4 Common Refinancing Mistakes to Avoid in MultifamilyAlex Bertha
At Bonneville Multifamily Capital, refinancing a multifamily real estate loan is one of our specialties. We’re here to help find you the perfect multifamily lender for your refinance, and put you in a position to open up significant financial flexibility.
Refinancing can be a great way to open a few things up, but if you make the wrong choices during it, it can also be a way to complicate your finances even further. Let’s look at a few of the common pitfalls people run into when refinancing a multifamily mortgage, and how you can avoid them.
The entire mortgage world changed when the housing bubble burst years ago, and these changes are still being felt. A commonality between now and the burst is this is that many people still overvalue their home, especially during a refinancing situation.

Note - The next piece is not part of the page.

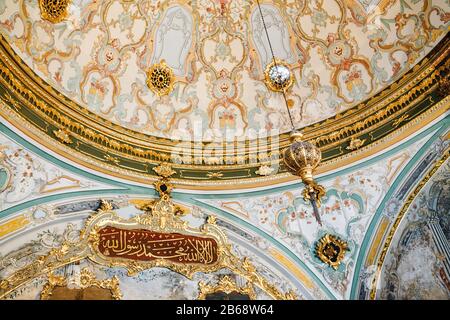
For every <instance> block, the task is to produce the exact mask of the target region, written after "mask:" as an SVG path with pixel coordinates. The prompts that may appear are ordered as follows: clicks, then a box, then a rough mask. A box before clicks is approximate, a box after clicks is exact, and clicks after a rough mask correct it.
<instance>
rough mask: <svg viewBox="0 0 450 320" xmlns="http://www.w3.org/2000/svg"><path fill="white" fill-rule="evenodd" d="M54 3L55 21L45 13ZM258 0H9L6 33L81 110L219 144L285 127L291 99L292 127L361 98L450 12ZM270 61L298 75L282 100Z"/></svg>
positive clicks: (122, 120) (28, 61)
mask: <svg viewBox="0 0 450 320" xmlns="http://www.w3.org/2000/svg"><path fill="white" fill-rule="evenodd" d="M52 3H57V4H59V8H54V9H55V10H56V11H55V12H56V13H54V14H55V15H57V16H58V15H59V16H58V19H57V20H55V19H56V18H52V16H51V14H50V15H47V16H46V15H45V14H46V13H45V12H46V11H45V10H47V9H46V7H45V6H49V5H50V6H51V5H52ZM260 4H261V6H260V8H261V10H259V7H258V6H257V2H256V1H242V0H235V1H230V0H192V1H183V0H179V1H140V0H139V1H125V0H121V1H119V0H118V1H83V0H73V1H59V2H52V1H46V0H40V1H26V0H11V1H5V0H3V1H1V2H0V29H1V31H2V34H3V37H4V38H5V40H6V42H7V43H8V45H9V46H10V47H11V48H12V50H14V52H15V54H17V56H18V57H20V59H21V60H23V62H25V63H26V65H27V66H28V67H29V68H30V69H31V70H33V72H34V73H35V74H36V75H37V76H38V77H40V78H41V79H42V80H43V81H45V83H47V84H49V85H51V86H52V87H53V88H54V89H55V90H56V91H58V92H60V93H61V94H62V95H64V96H65V97H67V98H68V99H70V100H71V101H72V102H73V103H75V104H76V105H77V106H79V108H81V109H85V110H86V112H85V113H86V114H91V115H94V116H98V117H101V118H102V119H105V120H107V121H110V122H111V123H113V124H116V125H118V126H120V127H122V128H125V129H129V130H131V131H132V132H133V131H134V132H138V133H141V134H142V133H143V134H146V135H150V136H155V137H161V138H169V139H175V140H188V141H191V140H202V141H211V140H214V141H220V140H224V139H227V140H230V139H251V137H253V136H255V135H256V134H259V135H274V134H276V133H283V132H288V131H289V130H290V129H291V125H290V122H289V117H288V114H287V112H286V102H287V105H288V106H289V109H290V112H291V114H292V120H293V122H294V125H295V127H297V128H302V127H305V126H308V125H311V124H314V123H317V122H320V121H322V120H324V119H326V118H329V117H331V116H333V115H335V114H338V113H341V112H343V111H345V110H348V109H349V108H352V107H353V106H356V105H358V104H359V103H361V102H363V101H364V100H366V99H367V98H369V97H371V96H373V95H375V94H376V93H377V92H380V91H381V90H382V89H383V88H386V87H387V86H388V85H390V84H391V83H392V82H393V81H395V80H396V79H398V78H399V77H401V76H402V75H403V74H405V72H407V71H408V70H410V69H411V68H412V67H413V66H414V65H415V64H416V63H418V62H419V61H420V60H421V59H422V58H423V57H424V56H425V55H426V54H427V53H428V52H430V50H431V49H432V48H433V47H434V46H435V45H436V44H437V43H439V41H440V40H441V39H442V38H443V37H444V36H445V34H446V32H447V30H448V22H449V19H450V17H449V10H450V5H449V3H448V1H444V0H432V1H431V0H427V1H404V0H371V1H370V0H340V1H319V0H316V1H303V0H302V1H294V0H286V1H263V0H261V1H260ZM58 10H59V11H58ZM261 13H262V15H263V17H264V23H265V25H266V28H267V35H266V33H265V29H264V25H263V20H262V19H261ZM267 36H268V38H269V40H270V42H269V41H268V40H267V39H268V38H267ZM272 53H273V54H272ZM274 57H275V58H277V59H279V60H282V61H283V62H284V63H285V64H286V65H287V66H288V68H289V69H290V71H291V73H292V76H293V78H294V81H293V85H292V86H291V87H290V88H289V89H288V90H287V91H286V94H285V96H286V101H285V100H284V97H283V94H282V93H280V92H276V91H271V90H270V89H269V88H268V87H267V86H266V84H265V82H264V74H265V70H266V68H267V66H268V65H269V64H270V63H271V62H272V61H273V58H274ZM162 62H164V63H165V65H166V67H168V68H169V69H170V71H171V75H170V77H171V81H170V84H169V90H168V92H167V93H166V94H163V95H160V94H158V92H157V91H154V90H151V88H150V87H149V85H148V78H149V70H150V69H151V67H152V66H155V65H159V64H161V63H162ZM88 111H89V112H88Z"/></svg>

In many cases, lenders will want to see at least 20 percent equity before they’ll approve a refinance. This makes it vital that a knowledgeable, third-party appraiser has given the home a realistic and fair value. In fact, you should have an appraisal performed well in advance to give you an idea of whether refinancing is the right move in the first place.
Wrong Loan Term
Refinancing can get you a better interest rate, and it can also change the term of your loan. Many people give less consideration to the latter of these factors, but this can be a mistake – the way you alter your term can have a significant effect on payments and interest rates, and picking the wrong one could put you in a worse spot than before. Crunch the numbers and figure out which new loan term is appropriate, or whether staying at the old one might be right.
Holding Out Too Long
There are times where it can be good to hold out for a better rate, but in a constantly-fluctuating market, this is a risky business. If you have a good deal in front of you, holding out could make it better – or could make it worse. Locking in the rate guarantees it, regardless of the closing process.
Forgetting Closing Costs
Closing costs can be steep in many situations, and you need to be ready for it. Consider application fees, appraisal fees, title fees and potential attorney fees if the situation calls for it. Ask about these elements well in advance, and factor them into your calculations.